Quando somos confrontados com notícias como esta vinda do coração de África, normalmente apresentadas em notas de rodapé jornalístico e consideradas, pelos órgãos de comunicação social, bizarrias de um outro e imaginário mundo, o nosso primeiro impulso emotivo, mas acima de tudo racional (porque somos formatados positivamente) é rejeitar liminarmente tais ritos. Logo somos obrigados a adjectivá-los e a remetê-los para tempos depositados nos negros anais da nossa história e/ou a enquadrá-los com outras e estranhas civilizações que habitam geografias distantes e as quais remetemos para um estado como que pré-moderno – naquilo que é entendido por estádios de desenvolvimento civilizacional experimentamos já três paradigmas diferentes: a pré-modernidade que contempla todo o tempo anterior à revolução industrial, ao iluminismo e ao positivismo; a modernidade, que surgiu nessa época e nos acompanhou até meados do século XX; e a pós-modernidade, que supostamente experimentamos desde então e até aos dias de hoje.
Nessas civilizações ou culturas tradicionais pré-modernas, resistentes e sobreviventes, que coabitam connosco o mesmo espaço (mundo) e o mesmo tempo (contemporaneidade), o passado é respeitado e os símbolos são valorizados porque contêm e perpetuam a experiência de gerações.

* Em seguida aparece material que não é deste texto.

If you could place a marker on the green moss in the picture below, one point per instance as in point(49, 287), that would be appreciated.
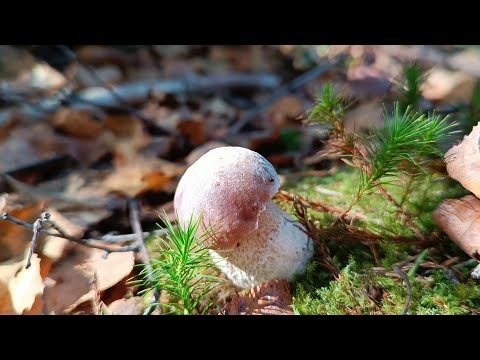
point(357, 291)
point(361, 290)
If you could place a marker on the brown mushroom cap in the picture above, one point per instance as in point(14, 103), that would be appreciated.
point(229, 187)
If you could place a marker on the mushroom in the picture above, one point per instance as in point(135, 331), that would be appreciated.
point(253, 240)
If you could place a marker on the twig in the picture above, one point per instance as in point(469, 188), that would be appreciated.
point(37, 227)
point(330, 171)
point(317, 205)
point(86, 242)
point(138, 91)
point(406, 216)
point(282, 91)
point(417, 263)
point(142, 253)
point(409, 289)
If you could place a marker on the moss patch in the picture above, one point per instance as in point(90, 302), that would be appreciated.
point(367, 287)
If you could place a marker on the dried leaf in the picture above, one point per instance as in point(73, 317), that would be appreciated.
point(156, 181)
point(78, 123)
point(287, 106)
point(364, 117)
point(73, 276)
point(140, 175)
point(448, 86)
point(463, 161)
point(193, 130)
point(19, 287)
point(199, 151)
point(270, 298)
point(460, 220)
point(131, 306)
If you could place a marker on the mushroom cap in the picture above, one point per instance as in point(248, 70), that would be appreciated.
point(279, 249)
point(229, 187)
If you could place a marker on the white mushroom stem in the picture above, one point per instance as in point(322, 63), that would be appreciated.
point(279, 249)
point(254, 240)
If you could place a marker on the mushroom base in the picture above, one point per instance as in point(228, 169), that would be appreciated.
point(278, 249)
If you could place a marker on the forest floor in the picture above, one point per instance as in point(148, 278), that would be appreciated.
point(99, 136)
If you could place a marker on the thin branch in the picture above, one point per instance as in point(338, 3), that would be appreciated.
point(317, 205)
point(86, 242)
point(282, 91)
point(407, 217)
point(409, 288)
point(37, 227)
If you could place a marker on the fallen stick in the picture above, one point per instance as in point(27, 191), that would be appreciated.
point(138, 91)
point(282, 91)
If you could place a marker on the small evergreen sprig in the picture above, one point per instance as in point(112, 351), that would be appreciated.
point(329, 109)
point(407, 137)
point(406, 143)
point(181, 269)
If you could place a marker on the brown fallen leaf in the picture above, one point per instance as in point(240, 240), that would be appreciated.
point(78, 123)
point(73, 276)
point(463, 162)
point(156, 181)
point(460, 220)
point(14, 239)
point(131, 306)
point(270, 298)
point(287, 106)
point(19, 287)
point(142, 173)
point(448, 86)
point(193, 130)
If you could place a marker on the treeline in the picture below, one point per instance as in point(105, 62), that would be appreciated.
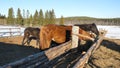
point(39, 18)
point(89, 20)
point(27, 19)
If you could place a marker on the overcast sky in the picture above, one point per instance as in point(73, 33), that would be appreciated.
point(66, 8)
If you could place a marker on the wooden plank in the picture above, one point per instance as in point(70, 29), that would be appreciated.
point(85, 58)
point(75, 30)
point(40, 58)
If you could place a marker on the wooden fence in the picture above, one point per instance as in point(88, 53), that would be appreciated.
point(10, 32)
point(44, 58)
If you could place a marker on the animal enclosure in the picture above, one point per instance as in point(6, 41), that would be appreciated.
point(51, 56)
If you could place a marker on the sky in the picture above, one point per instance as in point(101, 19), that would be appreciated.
point(66, 8)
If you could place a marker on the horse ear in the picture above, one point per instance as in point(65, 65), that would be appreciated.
point(93, 23)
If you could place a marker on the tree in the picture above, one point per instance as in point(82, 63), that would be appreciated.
point(36, 18)
point(10, 18)
point(31, 20)
point(61, 20)
point(46, 18)
point(27, 17)
point(52, 17)
point(41, 17)
point(19, 17)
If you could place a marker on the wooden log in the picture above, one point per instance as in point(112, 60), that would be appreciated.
point(40, 58)
point(85, 58)
point(75, 30)
point(81, 35)
point(57, 51)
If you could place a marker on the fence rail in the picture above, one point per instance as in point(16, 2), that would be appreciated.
point(48, 57)
point(10, 32)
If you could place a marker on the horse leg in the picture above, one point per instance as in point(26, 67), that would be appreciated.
point(23, 40)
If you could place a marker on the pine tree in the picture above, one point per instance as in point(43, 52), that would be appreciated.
point(19, 17)
point(36, 18)
point(41, 17)
point(10, 18)
point(52, 17)
point(31, 20)
point(61, 20)
point(27, 17)
point(46, 18)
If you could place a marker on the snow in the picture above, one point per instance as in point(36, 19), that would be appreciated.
point(112, 31)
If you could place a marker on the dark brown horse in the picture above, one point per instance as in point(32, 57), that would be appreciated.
point(89, 27)
point(57, 33)
point(29, 34)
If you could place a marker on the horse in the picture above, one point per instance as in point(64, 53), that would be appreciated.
point(89, 27)
point(31, 33)
point(58, 34)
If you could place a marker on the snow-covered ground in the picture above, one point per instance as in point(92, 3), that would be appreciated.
point(112, 31)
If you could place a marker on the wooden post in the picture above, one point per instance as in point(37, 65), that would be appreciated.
point(75, 30)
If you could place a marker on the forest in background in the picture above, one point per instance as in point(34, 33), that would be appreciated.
point(39, 18)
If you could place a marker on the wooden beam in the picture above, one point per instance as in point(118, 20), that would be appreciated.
point(84, 36)
point(41, 57)
point(75, 29)
point(85, 58)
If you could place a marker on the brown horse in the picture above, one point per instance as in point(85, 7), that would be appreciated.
point(56, 33)
point(29, 34)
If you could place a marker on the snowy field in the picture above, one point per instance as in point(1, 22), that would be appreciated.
point(112, 31)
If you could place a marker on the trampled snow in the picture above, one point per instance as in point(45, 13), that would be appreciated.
point(112, 31)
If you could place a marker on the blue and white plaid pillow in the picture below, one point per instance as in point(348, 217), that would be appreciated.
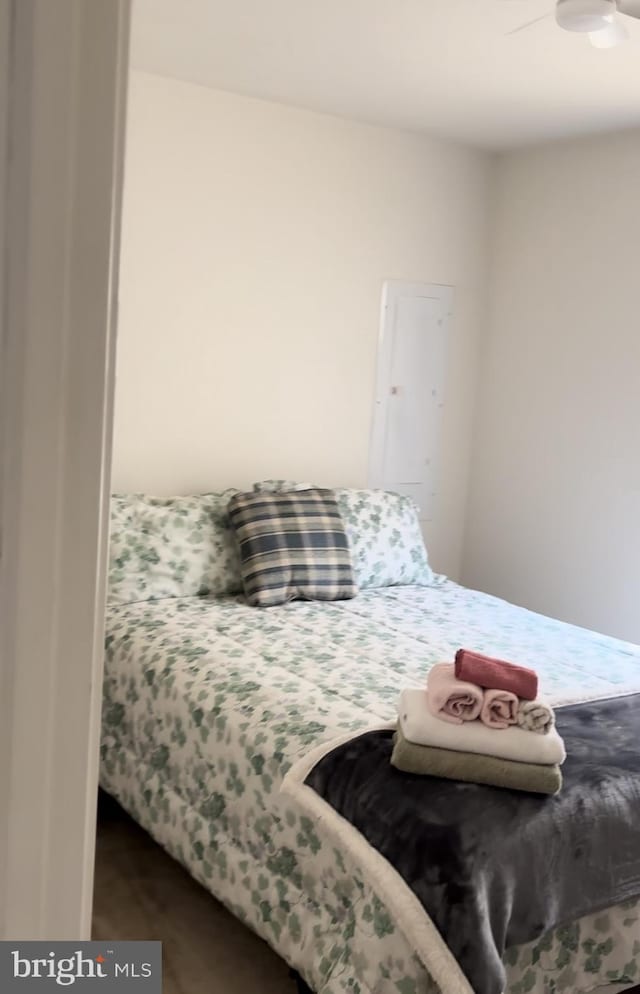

É a tradição que lhes permite, reflexivamente, compreender a sua própria organização e comunidade, como é o meio ideal para lidar com o tempo e o espaço, onde se insere cada actividade ou experiência na continuidade de passado, presente e futuro. Nestas comunidades, mormente organizadas em tribos e chefados, o conhecimento e o domínio das suas técnicas estão concentradas e são monopólio de poucos, normalmente, oligarcas, chefes, xamãs ou feiticeiros, homens mais velhos e experimentados, que assim e com esses equipamentos exercem o seu poder e a sua magistratura, mantendo os demais vitaliciamente dependentes da sua influência e existência.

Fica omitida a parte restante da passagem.